Recap: Do Lecture’s Lazy ChatGPT course
AI is everywhere. It feels like part monolith of uncertainty, part massive window of opportunity. So, when you’re pushed for time and have a thousand other plates to juggle – where do you begin?
In situations like these the place we like to start is to check out what the good people at Do Lectures are thinking.
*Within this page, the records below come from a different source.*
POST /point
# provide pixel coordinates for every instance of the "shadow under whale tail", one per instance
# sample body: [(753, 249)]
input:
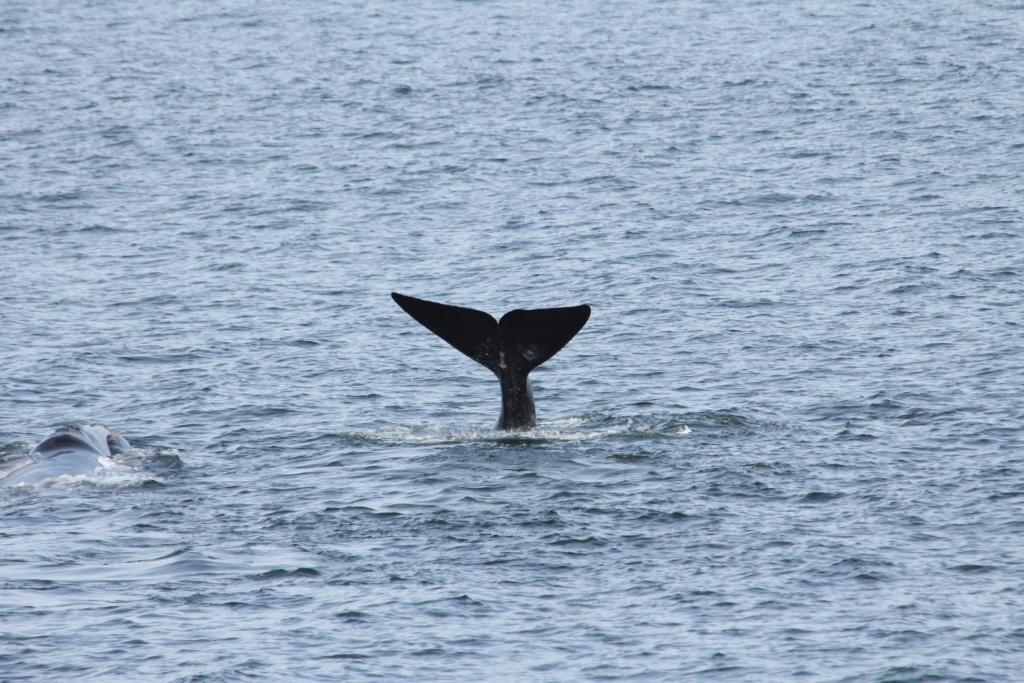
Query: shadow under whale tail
[(510, 348)]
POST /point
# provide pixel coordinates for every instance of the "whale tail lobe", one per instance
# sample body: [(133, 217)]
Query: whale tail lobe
[(510, 347), (519, 342)]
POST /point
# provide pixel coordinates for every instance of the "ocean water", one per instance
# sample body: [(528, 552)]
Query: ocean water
[(787, 445)]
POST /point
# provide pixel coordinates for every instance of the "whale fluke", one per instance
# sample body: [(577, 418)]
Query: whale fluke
[(510, 348)]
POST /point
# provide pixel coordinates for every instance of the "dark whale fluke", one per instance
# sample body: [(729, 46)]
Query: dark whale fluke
[(510, 348)]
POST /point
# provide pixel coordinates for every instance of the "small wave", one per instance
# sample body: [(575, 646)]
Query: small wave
[(572, 429)]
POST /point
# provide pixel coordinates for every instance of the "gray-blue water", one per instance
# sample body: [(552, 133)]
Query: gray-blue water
[(786, 445)]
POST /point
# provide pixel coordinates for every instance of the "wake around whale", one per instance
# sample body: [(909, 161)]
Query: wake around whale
[(74, 450), (510, 347)]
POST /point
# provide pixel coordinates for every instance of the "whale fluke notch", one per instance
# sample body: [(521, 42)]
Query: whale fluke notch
[(539, 334), (510, 348)]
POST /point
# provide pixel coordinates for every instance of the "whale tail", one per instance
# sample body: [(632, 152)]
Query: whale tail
[(522, 338), (510, 347)]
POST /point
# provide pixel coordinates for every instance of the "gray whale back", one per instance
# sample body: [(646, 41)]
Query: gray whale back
[(73, 450)]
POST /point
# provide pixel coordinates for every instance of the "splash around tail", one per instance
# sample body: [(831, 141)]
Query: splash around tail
[(510, 347)]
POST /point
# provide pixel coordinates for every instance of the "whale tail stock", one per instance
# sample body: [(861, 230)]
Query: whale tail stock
[(510, 347)]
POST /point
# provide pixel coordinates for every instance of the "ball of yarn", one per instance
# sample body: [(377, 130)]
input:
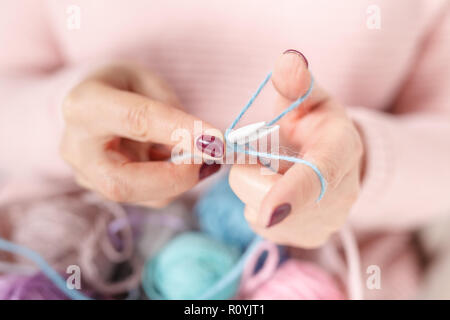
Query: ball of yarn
[(298, 280), (188, 266), (221, 215), (71, 229)]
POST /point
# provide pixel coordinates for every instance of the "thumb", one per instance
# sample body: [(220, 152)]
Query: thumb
[(292, 78)]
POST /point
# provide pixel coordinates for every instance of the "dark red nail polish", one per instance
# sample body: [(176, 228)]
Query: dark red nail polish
[(279, 214), (208, 169), (298, 53), (210, 145)]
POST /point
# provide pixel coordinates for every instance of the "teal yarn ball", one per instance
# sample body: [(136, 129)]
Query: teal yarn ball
[(188, 266), (220, 214)]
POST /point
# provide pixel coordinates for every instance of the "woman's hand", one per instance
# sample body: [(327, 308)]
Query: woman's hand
[(119, 126), (282, 207)]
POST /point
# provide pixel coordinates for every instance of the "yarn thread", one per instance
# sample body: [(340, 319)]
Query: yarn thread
[(249, 151)]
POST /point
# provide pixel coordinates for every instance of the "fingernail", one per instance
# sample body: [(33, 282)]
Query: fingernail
[(279, 214), (210, 145), (208, 169), (298, 53)]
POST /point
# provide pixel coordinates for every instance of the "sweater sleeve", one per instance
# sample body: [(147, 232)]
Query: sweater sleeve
[(407, 177)]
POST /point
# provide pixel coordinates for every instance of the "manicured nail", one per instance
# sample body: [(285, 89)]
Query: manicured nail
[(210, 145), (208, 169), (279, 214), (298, 53)]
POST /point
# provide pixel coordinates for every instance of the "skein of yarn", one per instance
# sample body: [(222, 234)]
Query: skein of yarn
[(221, 215), (72, 230), (298, 280), (29, 287), (188, 266)]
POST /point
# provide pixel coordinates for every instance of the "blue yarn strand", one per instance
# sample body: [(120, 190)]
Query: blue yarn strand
[(294, 105), (250, 102), (54, 276)]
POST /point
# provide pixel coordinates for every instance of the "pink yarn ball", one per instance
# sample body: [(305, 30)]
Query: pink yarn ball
[(298, 280)]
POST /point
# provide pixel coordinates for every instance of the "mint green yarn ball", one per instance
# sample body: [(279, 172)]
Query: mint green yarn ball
[(188, 266)]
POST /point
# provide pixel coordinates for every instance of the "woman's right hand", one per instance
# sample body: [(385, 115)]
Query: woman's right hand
[(118, 137)]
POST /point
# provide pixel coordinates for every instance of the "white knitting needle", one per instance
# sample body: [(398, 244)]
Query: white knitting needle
[(251, 132)]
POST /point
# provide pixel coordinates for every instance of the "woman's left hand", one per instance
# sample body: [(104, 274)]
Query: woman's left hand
[(283, 207)]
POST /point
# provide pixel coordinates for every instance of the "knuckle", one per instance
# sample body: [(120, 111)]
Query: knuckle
[(137, 121), (71, 102)]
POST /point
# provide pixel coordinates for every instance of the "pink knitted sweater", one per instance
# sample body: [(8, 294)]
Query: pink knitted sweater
[(392, 74)]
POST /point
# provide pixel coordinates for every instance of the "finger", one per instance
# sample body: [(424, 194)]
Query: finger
[(133, 116), (334, 154), (156, 204), (292, 79), (82, 182)]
The latest in their series of Lazy Discipline courses explores ChatGPT, and here are our key takeaways from what was a great intro to the tool that everyone’s talking about.
Context is key
ChatGPT isn’t a search engine. You need to put quality in questions to get quality answers out, and giving context is key. Tell it about you, your writing style, and the purpose of the what you want to achieve, i.e., sales email, warm tone. And always remember, context before prompt.
Use anchor notes
It’s likely you’ll be asking ChatGPT to assist you with similar tasks on repeat so try to keep a record of what’s worked for you. Building anchor notes or a simple document to hold all this gold means you’re one step ahead and can just copy and paste each time.
Narrow things down
Try to get as granular as you can with questions and prompts. If you’re vague, the answers will be too. Be super-specific and think of different angles that will help the AI unearth pearls of wisdom.
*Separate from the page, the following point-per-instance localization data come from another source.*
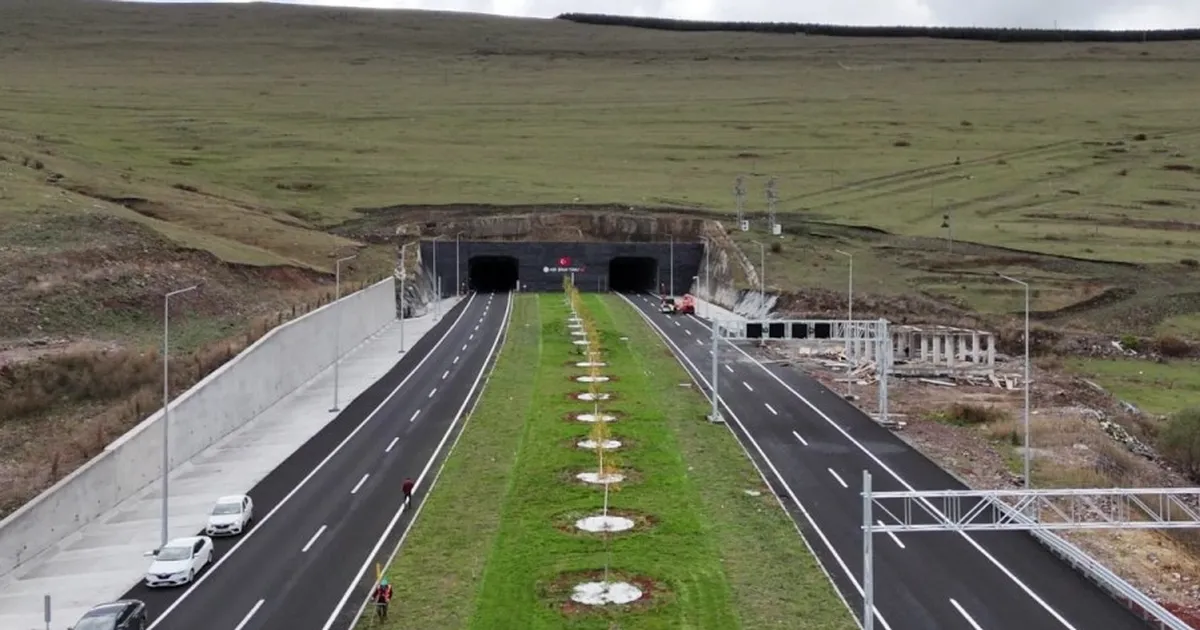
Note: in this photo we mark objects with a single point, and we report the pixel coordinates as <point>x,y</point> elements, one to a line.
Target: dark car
<point>124,615</point>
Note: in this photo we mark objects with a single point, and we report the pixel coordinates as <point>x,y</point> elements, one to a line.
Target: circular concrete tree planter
<point>604,525</point>
<point>605,593</point>
<point>591,444</point>
<point>600,479</point>
<point>593,418</point>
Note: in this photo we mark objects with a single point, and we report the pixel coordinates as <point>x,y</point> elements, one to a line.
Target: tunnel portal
<point>492,274</point>
<point>629,274</point>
ChatGPT is the ultimate research tool – if you ask it the right questions. You can use it for fact checking, finding research papers, defining terms, and summarising data. Struggling with a concept? Ask it to explain it with a metaphor. Want to mix up your digital ads? Ask it to rewrite them and then AB test to see which is best.
It’s you vs you
AI has been billed by some as a ‘robots vs humans battle’ but it’s really an opportunity to get better at being you. You can’t outsource your voice, but you can use ChatGPT for inspiration. Ask it to ‘make this shorter but say more’, to ‘show examples of how I can make it better’, or for 10 alternative headlines that might spark new ideas for you to play with.
ChatGPT is a wonderful opportunity to challenge our assumptions, to come at questions in a different way, and to find new angles. Ask it the same questions as everyone else you’ll get the stock answers but think of the pain points others might not have addressed and it’s a different story. Ask how different industries or even personalities might approach a problem or task: How would Einstein approach brainstorming? What if Barack Obama was to write an ad for cat food? You can use it to find new frameworks for brainstorming too.
ChatGPT has the potential to be a really powerful tool that will no doubt get better and better with every iteration. With a bit of experimentation we’re looking forward to learning how to harness it to help us work smarter and faster.